ドキュメンタリータッチであり、複数のエピソードを束ねたストーリーからして、「ネオリアリスモ」の伝統という人もいるが、あれらの作品に通奏低音の抒情が完全に排されている。「ドライ」というのはいうまでもなく、「乾いた」という意味だが、飲料の世界、特にアルコールならば「辛口」と意味される。そしてこの映画はドライすぎる。
gomorra2.jpg
マティーニというカクテルは、ジンとベルモットに軽くオレンジなどの皮の苦みを香り付けにふりかけたレシピだが、「ドライ・マティーニ」というオーダーとなると、このベルモット(ワインからつくられた薬草リキュール)を配合する量が少なくなる。
少なくなればなるほど「ドライ(辛口)」となるわけだが、これをどれだけドライにするかをマニアは競い、かのウィンストン・チャーチルは、辛口にこだわったあげくに、執事にジンだけいれたグラスを持たせて「ベルモット」とつぶやかせて「ドライ・マティーニ」として給仕させたとか、ベルモットの瓶を眺めながらジンだけのグラスをなめたりしていたとか(ようするにドライにしすぎてベルモットが入っていない)、たぶんジョークだろう逸話がある。
この映画は音楽というベルモットリキュールがほとんどはいっていない、チャーチルなみの「ドライ」マティーニなわけである。
GOMORRA03.jpg
金、金、金。それを巡るバイオレンスと掟。たんたんと描かれ、照りつける太陽のみが不気味に明るく路面を輝かせる。

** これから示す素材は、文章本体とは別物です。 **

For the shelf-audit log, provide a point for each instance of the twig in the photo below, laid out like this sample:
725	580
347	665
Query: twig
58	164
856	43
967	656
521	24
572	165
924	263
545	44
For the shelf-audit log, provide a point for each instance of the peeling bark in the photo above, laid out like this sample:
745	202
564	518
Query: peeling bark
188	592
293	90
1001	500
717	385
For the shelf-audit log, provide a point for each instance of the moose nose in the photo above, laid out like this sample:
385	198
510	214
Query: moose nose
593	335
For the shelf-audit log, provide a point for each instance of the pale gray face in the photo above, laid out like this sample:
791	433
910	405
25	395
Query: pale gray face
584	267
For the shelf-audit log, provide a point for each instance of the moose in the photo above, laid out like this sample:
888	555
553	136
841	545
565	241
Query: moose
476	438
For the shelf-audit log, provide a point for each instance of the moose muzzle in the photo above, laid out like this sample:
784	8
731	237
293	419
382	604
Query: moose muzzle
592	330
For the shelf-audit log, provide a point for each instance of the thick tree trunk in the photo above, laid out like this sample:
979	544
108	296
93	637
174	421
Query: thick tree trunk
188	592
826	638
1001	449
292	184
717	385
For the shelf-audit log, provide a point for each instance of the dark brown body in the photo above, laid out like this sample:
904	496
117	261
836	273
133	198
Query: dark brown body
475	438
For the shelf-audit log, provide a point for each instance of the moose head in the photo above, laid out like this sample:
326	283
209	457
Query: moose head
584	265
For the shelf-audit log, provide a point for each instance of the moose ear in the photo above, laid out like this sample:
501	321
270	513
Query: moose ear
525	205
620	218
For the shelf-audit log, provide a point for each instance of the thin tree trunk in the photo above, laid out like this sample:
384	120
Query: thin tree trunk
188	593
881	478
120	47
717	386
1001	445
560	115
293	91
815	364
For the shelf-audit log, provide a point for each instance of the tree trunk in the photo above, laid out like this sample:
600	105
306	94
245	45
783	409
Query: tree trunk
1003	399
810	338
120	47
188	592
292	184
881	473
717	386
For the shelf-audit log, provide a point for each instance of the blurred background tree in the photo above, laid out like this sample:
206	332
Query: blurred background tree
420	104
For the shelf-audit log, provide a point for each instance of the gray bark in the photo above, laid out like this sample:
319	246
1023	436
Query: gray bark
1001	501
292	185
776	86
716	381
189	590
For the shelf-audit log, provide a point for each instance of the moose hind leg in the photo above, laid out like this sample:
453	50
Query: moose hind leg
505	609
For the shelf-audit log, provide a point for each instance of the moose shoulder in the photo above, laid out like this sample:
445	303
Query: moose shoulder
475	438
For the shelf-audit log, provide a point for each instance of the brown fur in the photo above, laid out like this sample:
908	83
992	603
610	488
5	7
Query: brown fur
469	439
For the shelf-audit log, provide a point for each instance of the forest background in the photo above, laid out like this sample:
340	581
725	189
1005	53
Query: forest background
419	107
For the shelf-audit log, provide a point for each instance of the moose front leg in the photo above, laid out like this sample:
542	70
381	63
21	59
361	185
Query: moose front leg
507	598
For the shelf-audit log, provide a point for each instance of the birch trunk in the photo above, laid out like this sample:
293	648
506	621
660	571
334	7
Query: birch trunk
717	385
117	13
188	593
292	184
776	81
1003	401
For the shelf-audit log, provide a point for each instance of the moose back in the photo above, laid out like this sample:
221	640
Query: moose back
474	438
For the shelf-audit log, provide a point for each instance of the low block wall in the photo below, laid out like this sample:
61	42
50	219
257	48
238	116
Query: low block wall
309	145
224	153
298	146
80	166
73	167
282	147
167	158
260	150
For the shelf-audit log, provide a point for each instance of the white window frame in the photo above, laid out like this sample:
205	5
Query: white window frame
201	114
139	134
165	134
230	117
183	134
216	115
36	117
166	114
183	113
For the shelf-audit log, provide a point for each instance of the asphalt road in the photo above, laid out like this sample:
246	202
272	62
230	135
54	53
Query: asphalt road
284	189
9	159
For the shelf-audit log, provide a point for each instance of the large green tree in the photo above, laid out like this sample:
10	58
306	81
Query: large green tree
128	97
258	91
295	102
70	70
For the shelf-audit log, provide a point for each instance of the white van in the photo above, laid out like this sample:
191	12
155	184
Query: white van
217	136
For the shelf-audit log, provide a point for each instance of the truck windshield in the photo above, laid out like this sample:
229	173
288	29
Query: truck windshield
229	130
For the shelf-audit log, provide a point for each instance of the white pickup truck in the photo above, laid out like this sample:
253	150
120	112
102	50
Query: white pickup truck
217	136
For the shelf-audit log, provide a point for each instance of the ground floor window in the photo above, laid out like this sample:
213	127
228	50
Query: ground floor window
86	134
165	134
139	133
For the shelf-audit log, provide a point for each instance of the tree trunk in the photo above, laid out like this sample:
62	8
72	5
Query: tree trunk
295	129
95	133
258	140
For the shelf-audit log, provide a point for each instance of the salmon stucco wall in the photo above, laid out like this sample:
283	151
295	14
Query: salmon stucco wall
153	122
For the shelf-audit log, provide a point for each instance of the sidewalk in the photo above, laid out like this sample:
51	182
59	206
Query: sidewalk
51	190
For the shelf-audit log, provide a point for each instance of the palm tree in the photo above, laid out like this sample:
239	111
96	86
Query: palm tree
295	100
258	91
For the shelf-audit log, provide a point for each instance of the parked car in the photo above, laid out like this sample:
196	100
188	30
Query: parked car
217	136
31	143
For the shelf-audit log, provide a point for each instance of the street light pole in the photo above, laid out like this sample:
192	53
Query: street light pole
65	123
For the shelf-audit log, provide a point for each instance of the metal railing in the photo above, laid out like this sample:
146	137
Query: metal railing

映画のコピーは「ゴッドファーザー」+「シティ・オブ・ゴッド」なのだが、あそこにあったぬくもりのような要素も一切ない。強烈なジンの苦みだけ。しかも、ジンはロンドン・ドライ・ジン。映画に漂う苦みの香気だけが楽しめる、そういう映画。


ナポリだから出るんだろうな、と観ていると、カモッラの下っ端のたまり場にはナポリのユニフォームが飾られている。一番高い位置にマラドーナの10番レプリカ。
スポーツ系のシャツをきている人が多いが、サッカーではどうやらこのチームだけ。後はよくわからないバスケと思しきシャツがいくつか出てくる。さすがはナポリ!とマニアックな感想も。
てか、この映画、レビュー数とかチェックするとあんまりみなさん観てませんね。
残念、これはチェックしといたほうがいい映画だと思いますよ。